The stakes rise when vulnerability is avoidable. Known risks—such as unmonitored employee travel to volatile regions, unpatched software, or siloed communication—become ticking time bombs when no one takes ownership of addressing them.  

“If you can’t show the value of your security program or duty of care, you won’t get the budget you need,” Turasz warns, “and that’s when gaps stay open far too long.” 


How to Identify and Close Security Gaps 

Closing security gaps requires a deliberate, coordinated approach that sees the organization’s risk picture in full. 

  • Start with a comprehensive risk assessment. Go beyond checklists. Evaluate physical infrastructure, digital systems, employee behaviors, vendor dependencies, and crisis response capabilities. Update assessments after major changes like new office openings, mergers, or leadership shifts. 
  • Break down silos. Create clear communication channels and shared incident response plans between cyber security, physical security, HR, IT, and leadership. Conduct cross-functional tabletop exercises to expose disconnects before they cause damage. 
  • Engage leadership. Without executive-level buy-in, security initiatives often stall. Position security as a business enabler that protects revenue, operations, and reputation. Align key performance indicators with broader enterprise risk goals. 
  • Pressure-test your plans. Tabletop exercises, red team/blue team drills, and simulated incidents help reveal coordination gaps and decision-making challenges under pressure. 
  • Invest in proactive capabilities. Threat intelligence, travel risk monitoring, behavior analytics, and scenario-based planning can help spot and neutralize threats before they escalate. Turasz emphasizes the importance of having a capability that can action issues throughout the globe—ensuring the organization can respond rapidly no matter where employees are located or traveling. Avoid over-reliance on passive intelligence tools; the best defenses combine technology with expert human analysis and operational readiness. 

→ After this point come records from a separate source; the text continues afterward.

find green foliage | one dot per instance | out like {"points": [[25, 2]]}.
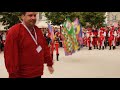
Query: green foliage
{"points": [[94, 18], [9, 18]]}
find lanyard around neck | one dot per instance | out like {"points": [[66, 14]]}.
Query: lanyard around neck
{"points": [[34, 38]]}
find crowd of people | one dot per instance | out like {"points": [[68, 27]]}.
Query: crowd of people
{"points": [[102, 37]]}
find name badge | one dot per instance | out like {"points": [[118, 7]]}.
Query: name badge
{"points": [[38, 49]]}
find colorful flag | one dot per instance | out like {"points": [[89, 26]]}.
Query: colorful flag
{"points": [[69, 38]]}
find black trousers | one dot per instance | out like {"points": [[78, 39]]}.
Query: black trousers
{"points": [[38, 77]]}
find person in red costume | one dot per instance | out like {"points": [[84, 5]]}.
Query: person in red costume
{"points": [[26, 50], [56, 43], [101, 35], [95, 38], [89, 35]]}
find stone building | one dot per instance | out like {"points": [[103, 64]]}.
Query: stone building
{"points": [[112, 18]]}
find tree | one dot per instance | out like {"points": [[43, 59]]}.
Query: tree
{"points": [[58, 18], [9, 18], [94, 18]]}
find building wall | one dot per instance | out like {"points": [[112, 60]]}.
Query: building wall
{"points": [[112, 17]]}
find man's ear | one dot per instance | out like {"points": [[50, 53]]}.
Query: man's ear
{"points": [[22, 17]]}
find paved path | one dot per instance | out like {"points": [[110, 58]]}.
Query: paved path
{"points": [[82, 64]]}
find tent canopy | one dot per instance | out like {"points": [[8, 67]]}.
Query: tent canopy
{"points": [[42, 24]]}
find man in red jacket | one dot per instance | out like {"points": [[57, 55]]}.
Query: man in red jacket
{"points": [[26, 50]]}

three steps to closing security gaps

Looking for clear next steps? A clear path for closing security gaps starts with three essential concepts: 

  • Assess: Conduct a holistic risk assessment across physical, cyber, operational, and travel domains. 
  • Align: Break down silos by unifying protocols, reporting lines, and intelligence sharing across all relevant teams. 
  • Act: Implement proactive capabilities and pressure-test your plans regularly to ensure they hold up under real-world conditions.

Security isn’t just about defending what you can see—it’s about anticipating what you can’t. Leaders who treat security as an interconnected, enterprise-wide discipline will not only close the gaps they have today but also prevent the ones that could cost them tomorrow. The smallest oversight can become the largest vulnerability, but with vigilance, alignment, and decisive action, those gaps can be closed before they are exploited.